Pre-retirement - building your super
The following table compares AustralianSuper’s Balanced Option net benefit against the average of all super funds and bank-owned retail funds. This shows investment earnings to 30 June 2021, less administration and investment fees, and it’s one of the best ways to see how funds compare.
Net Benefit - Super
|net benefit over 5 yrs||net benefit over 10 yrs||Net benefit Over 15 yrs|
|AustralianSuper Balanced option||$37,636||$104,362||$166,115|
|All super funds (average)
|Retail funds (average)
In Retirement – Managing your pension
Even in retirement, our history of strong performance and low fees has given AustralianSuper members an advantage over the long term. The following table compares the performance of AustralianSuper’s account based pension - Choice Income - net benefit against others and shows how a member’s balance would have grown over 10 years to 30 June 2020, while still drawing a retirement income.
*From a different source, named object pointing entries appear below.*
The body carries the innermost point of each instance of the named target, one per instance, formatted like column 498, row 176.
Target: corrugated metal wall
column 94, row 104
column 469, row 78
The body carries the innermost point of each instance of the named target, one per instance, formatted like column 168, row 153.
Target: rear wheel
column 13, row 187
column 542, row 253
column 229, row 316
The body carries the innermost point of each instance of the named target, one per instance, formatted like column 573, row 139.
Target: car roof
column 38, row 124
Net Benefit - Account based pension
|Starting balance||Yearly income payment over 10 yrs||Investment earnings (less fees) over 10 yrs||Balance after 10 yrs|
|AustralianSuper Choice Income – Balanced option||$300,000||$21,900||$366,100||$419,900|
|All super funds (average)
|Retail funds (average)
Compare your super fund with AustralianSuper
Comparing super funds and account -based pension products such as Choice Income is an important step in managing your super. Independent superannuation and pension research group Chant West have a comparison tool you can use for free via the AustralianSuper website.
You can compare AustralianSuper with other funds on an ‘apples-to-apples’ basis that covers investments, fees, insurance and member services.
1. Productivity commission - pc.gov.au/inquiries/completed/superannuation
2. Comparisons modelled by SuperRatings, commissioned by AustralianSuper. The outcome shows the average difference in ‘net benefit’, a measure of past investment earnings after administration fees, investment fees and contribution taxes have been taken out. The results compare the AustralianSuper Balanced investment option and comparable balanced options, for historical periods to 30 June 2020. Insurance premiums and other fees and costs may also apply. Outcomes vary between individual funds. See Assumptions for more details. Investment returns are not guaranteed. Past performance is not a reliable indicator of future returns. AustralianSuper returns before 1 July 2006 are calculated from equivalent options of the ARF and STA super funds.3. Comparisons are modelled by SuperRatings, commissioned by AustralianSuper. Modelled outcome shows the average difference in ‘net benefit’, a measure of past investment earnings after administration and investment fees have been taken out. The results compare the AustralianSuper Choice Income Balanced option and the main balanced options of funds tracked by SuperRatings that have a comparable option and performance history, for historical periods to 30 June 2020. The model uses return and fee data that is submitted to SuperRatings. The model assumes: a starting age of 65 commencing 1 July 2010 and finishing on 30 June 2020; a starting balance of $300,000; and a drawdown rate of 6% p.a. Insurance premiums and other fees and costs may apply. Outcomes vary between individual funds. Figures have been rounded to the nearest $100. See Assumptions for more details about modelling calculations and assumptions. Investment returns are not guaranteed. Past performance is not a reliable indicator of future returns.